7. `torch.sort(input, dim, descending=False)`

作用：沿 dim 排序

python 复制代码

x = torch.randn(32, 256)
sorted_x, indices = torch.sort(x, dim=1, descending=True)
print(sorted_x.shape)  # [32,256]

8. `torch.unsqueeze(input, dim) / torch.squeeze(input, dim)`

unsqueeze(dim) → 增加长度为1的维度
squeeze(dim) → 删除长度为1的维度

python 复制代码

x = torch.randn(32, 256)
x_seq = x.unsqueeze(-1)  # [32,256,1]
x_squeezed = x_seq.squeeze(-1)  # [32,256]

9. `torch.transpose(input, dim0, dim1)` / `permute(*dims)`

transpose(dim0, dim1) → 交换两个维度
permute(*dims) → 重新排列所有维度
场景：
- CNN 数据 [batch, H, W, C] → [batch, C, H, W]（PyTorch 默认 NCHW）
- RNN 输入 [seq_len, batch, input] → [batch, seq_len, input]（batch_first=True）

python 复制代码

x = torch.randn(32, 28, 28, 3)
x = x.permute(0, 3, 1, 2)  # [32,3,28,28]

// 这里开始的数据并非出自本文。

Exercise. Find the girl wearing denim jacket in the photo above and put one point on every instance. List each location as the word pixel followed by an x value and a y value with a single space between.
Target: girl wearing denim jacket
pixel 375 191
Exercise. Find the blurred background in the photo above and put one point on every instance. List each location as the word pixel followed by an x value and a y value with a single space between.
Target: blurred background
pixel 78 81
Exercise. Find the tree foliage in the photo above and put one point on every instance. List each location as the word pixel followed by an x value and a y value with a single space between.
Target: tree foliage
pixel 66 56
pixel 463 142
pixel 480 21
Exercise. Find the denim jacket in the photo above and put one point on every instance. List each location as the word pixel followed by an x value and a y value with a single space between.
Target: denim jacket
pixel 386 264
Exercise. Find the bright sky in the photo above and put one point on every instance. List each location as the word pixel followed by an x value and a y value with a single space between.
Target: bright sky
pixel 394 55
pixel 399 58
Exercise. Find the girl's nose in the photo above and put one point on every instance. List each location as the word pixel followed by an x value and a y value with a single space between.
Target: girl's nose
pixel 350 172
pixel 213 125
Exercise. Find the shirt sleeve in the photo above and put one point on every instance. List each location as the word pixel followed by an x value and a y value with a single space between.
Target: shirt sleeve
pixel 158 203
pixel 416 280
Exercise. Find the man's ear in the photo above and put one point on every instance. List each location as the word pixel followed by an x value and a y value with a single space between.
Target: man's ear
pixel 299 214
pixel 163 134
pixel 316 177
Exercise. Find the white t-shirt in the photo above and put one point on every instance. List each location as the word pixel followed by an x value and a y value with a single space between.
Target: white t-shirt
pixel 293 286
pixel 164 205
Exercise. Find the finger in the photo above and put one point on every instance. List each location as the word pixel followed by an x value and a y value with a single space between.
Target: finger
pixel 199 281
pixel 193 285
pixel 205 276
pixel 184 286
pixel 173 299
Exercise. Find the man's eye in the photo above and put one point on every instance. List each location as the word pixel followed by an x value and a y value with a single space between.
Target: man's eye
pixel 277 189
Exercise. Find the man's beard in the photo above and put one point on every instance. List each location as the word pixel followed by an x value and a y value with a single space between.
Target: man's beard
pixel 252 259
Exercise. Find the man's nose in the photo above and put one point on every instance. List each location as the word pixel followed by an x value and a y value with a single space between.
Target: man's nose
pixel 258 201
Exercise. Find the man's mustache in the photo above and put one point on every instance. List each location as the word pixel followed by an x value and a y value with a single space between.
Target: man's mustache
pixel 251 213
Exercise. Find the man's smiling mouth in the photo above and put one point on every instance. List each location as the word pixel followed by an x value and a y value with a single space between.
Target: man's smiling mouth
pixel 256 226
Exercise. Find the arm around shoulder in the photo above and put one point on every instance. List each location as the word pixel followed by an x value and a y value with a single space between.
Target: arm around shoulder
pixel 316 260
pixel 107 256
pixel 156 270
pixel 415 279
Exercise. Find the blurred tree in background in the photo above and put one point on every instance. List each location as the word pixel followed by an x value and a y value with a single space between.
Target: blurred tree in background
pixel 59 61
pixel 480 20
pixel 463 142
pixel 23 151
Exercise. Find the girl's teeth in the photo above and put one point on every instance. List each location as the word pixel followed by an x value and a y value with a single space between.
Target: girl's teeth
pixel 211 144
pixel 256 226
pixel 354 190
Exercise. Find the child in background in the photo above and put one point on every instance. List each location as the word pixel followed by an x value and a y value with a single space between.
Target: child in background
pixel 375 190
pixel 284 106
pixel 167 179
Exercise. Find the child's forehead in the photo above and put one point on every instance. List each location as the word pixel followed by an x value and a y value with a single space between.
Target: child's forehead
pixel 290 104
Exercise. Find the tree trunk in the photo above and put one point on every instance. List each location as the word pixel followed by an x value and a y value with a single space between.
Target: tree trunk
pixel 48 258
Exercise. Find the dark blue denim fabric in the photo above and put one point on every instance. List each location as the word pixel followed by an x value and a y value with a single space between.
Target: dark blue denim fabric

10. `torch.flatten(input, start_dim=0, end_dim=-1)`

展开指定维度区间
常用场景：
- [batch, token_num, embedding] → [batch, token_num*embedding] → Linear 输入

python 复制代码

x = torch.randn(32, 256, 128)
x_flat = x.flatten(start_dim=1)
print(x_flat.shape)  # [32, 32768]

11. `torch.repeat` / `expand` （涉及 dim）

repeat(*sizes) → 复制维度数据
expand(*sizes) → 扩展维度但不占用额外内存

python 复制代码

x = torch.randn(32, 1, 128)
x_repeat = x.repeat(1, 256, 1)  # [32,256,128] token 复制
x_expand = x.expand(-1, 256, -1)  # [32,256,128] 不占内存

12. `torch.split(tensor, split_size_or_sections, dim=?)`

沿指定维度拆分张量
返回 list of tensors

python 复制代码

x = torch.randn(32, 384, 128)
M1, M2, M3 = torch.split(x, [128,128,128], dim=1)  # 沿 token 拼回原来的三个模态

13. `torch.chunk(tensor, chunks, dim=?)`

沿 dim 平均拆分成指定块数

python 复制代码

x = torch.randn(32, 384, 128)
chunks = torch.chunk(x, 3, dim=1)  # 三等分 token

14. 其他含 `dim` 的常用函数

函数	作用	场景
`torch.mean`	沿 dim 平均	token/feature 平均
`torch.std` / `torch.var`	沿 dim 计算标准差/方差	token/feature 标准化
`torch.norm`	沿 dim 计算范数	特征归一化
`torch.cumsum`	累加	序列累积和
`torch.cumprod`	累积乘	序列累积乘
`torch.topk`	返回 top k 最大值	注意 topk 的 dim 指定维度
`torch.index_select`	沿 dim 按索引选择	token/feature 选择

15. 维度处理核心规律

最后一维通常是 feature/embedding/channel → Linear / Conv 作用于此
dim 参数决定操作沿哪个维度进行（sum、mean、cat、split、topk 等）
unsqueeze/squeeze/flatten/permute → 改变张量结构，不改变数据
二维 vs 三维输入：
- [batch, features] → MLP
- [batch, token, embedding] → Transformer/RNN
- [batch, C, H, W] → CNN
concat 拼接维度：
- dim=0 → batch
- dim=1 → token/feature
- dim=-1 → embedding/channel
flatten(start_dim=1) → 把序列和 embedding 展平为 MLP 输入
split/chunk → 拆分模态或序列

PyTorch 张量维度处理详解

PyTorch 张量维度处理

1. torch.cat(tensors, dim)

2. torch.stack(tensors, dim)

3. torch.sum(input, dim, keepdim=False)

4. torch.mean(input, dim, keepdim=False)

5. torch.max(input, dim) / torch.min(input, dim)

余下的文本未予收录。